Potenzialmente, se l’esposizione è sistematica e intensa. Tuttavia, per dispositivi conformi alle norme di prodotto UE che stabiliscono livelli di sicurezza più rigorosi, la valutazione specifica non è necessaria (art. 209, comma 4 SIC). Il singolo lavoratore che usa il cellulare normalmente non è un lavoratore esposto a CEM ai sensi del Capo IV.
I forni a microonde industriali rientrano nel Capo IV?
Sì. I forni a microonde industriali (frequenza 2,45 GHz) emettono CEM che possono superare i valori di azione del Capo IV, specialmente in caso di perdite accidentali di microonde. Il datore di lavoro deve valutare l’esposizione dei lavoratori nelle vicinanze.
La risonanza magnetica per uso medico è disciplinata dal Capo IV?
Sì, per i lavoratori esposti (radiologi, tecnici di radiologia). La RM genera CEM statici molto intensi (1,5-3 Tesla e oltre) e CEM a radiofrequenza per la sequenza di impulsi. Il Capo IV prevede disposizioni specifiche per il settore sanitario.
Gli effetti a lungo termine dei CEM (es. tumori da esposizione cronica) sono coperti dal Capo IV?
No. Il comma 2 dell’art. 206 chiarisce che i VLE riguardano solo gli effetti biofisici diretti a breve termine. La protezione dagli effetti a lungo termine, ancora scientificamente dibattuti, non rientra nell’ambito del Capo IV.

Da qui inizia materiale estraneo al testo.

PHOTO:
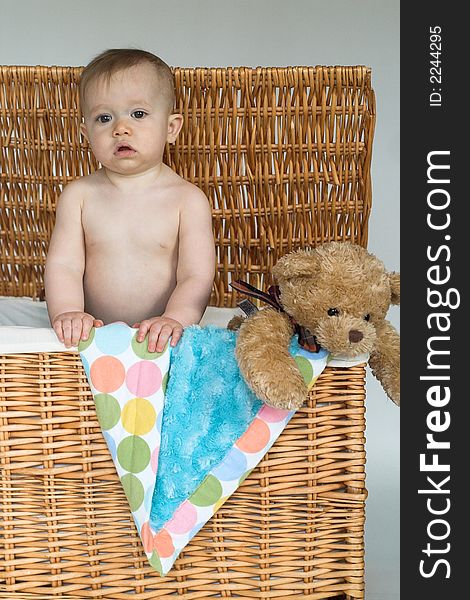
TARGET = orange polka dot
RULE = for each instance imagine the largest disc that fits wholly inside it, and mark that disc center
(147, 537)
(107, 374)
(163, 544)
(255, 437)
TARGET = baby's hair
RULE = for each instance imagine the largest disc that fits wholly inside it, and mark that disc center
(114, 60)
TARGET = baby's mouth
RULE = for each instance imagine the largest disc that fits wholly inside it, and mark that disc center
(124, 150)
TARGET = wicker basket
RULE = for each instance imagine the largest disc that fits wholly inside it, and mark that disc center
(284, 158)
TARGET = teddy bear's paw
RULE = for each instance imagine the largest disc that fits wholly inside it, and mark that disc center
(287, 393)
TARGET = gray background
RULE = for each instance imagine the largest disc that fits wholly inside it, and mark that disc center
(262, 33)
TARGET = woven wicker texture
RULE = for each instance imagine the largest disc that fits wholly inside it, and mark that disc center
(293, 528)
(284, 158)
(283, 155)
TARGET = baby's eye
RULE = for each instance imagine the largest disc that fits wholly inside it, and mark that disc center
(138, 114)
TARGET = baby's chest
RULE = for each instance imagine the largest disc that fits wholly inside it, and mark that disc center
(130, 227)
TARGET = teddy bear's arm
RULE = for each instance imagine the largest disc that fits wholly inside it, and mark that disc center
(385, 360)
(262, 352)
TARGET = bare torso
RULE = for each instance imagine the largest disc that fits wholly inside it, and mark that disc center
(131, 247)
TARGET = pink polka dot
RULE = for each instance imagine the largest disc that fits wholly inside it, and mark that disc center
(255, 437)
(272, 415)
(154, 459)
(144, 378)
(163, 544)
(184, 519)
(107, 374)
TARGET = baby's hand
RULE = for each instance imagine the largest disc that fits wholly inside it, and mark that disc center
(160, 329)
(73, 326)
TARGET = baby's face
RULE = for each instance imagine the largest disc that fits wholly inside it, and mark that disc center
(127, 122)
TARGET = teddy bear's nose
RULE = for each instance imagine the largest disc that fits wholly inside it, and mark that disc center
(355, 336)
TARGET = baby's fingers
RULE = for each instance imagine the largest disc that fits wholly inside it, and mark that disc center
(176, 335)
(142, 332)
(165, 334)
(88, 323)
(58, 330)
(77, 327)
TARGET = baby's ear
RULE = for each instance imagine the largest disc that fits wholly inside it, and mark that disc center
(394, 279)
(175, 123)
(295, 264)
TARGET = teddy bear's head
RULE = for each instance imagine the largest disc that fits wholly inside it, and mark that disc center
(340, 292)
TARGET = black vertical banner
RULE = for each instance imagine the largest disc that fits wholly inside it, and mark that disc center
(435, 423)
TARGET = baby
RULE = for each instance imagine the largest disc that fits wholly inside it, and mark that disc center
(133, 241)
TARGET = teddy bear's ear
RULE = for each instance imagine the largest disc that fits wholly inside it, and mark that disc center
(295, 264)
(394, 279)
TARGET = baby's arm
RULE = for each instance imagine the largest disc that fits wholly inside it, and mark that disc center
(65, 266)
(194, 275)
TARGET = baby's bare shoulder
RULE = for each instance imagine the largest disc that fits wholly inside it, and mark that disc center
(82, 187)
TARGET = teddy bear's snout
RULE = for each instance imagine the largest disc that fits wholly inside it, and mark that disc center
(355, 336)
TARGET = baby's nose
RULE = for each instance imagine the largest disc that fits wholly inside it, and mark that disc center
(121, 128)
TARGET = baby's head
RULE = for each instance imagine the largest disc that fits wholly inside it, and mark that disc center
(127, 98)
(111, 62)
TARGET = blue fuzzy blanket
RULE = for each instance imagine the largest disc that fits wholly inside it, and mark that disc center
(182, 426)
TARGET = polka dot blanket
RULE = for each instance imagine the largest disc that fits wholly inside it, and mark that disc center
(183, 428)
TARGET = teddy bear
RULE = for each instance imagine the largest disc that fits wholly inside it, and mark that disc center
(337, 295)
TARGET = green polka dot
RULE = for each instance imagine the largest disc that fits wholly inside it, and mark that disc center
(155, 562)
(141, 349)
(108, 410)
(208, 492)
(133, 454)
(134, 490)
(83, 344)
(165, 382)
(305, 368)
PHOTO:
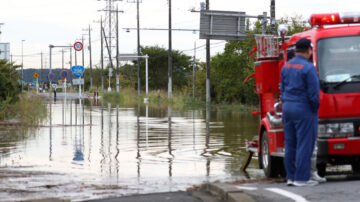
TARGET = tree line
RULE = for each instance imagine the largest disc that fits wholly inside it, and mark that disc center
(228, 69)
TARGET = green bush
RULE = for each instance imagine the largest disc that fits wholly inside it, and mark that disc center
(9, 82)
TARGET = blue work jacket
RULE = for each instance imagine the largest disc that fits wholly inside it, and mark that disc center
(300, 83)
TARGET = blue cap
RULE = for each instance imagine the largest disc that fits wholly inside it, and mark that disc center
(303, 44)
(290, 54)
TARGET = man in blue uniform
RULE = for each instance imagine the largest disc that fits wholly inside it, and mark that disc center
(300, 97)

Un elettricista che lavora vicino a trasformatori ad alta tensione è esposto a CEM disciplinati dal Capo IV?
Sì. I trasformatori della rete elettrica generano CEM a 50 Hz (campo magnetico a bassa frequenza). La valutazione dell’esposizione è obbligatoria se si superano i valori di azione e può richiedere misurazioni del campo magnetico nelle posizioni di lavoro tipiche.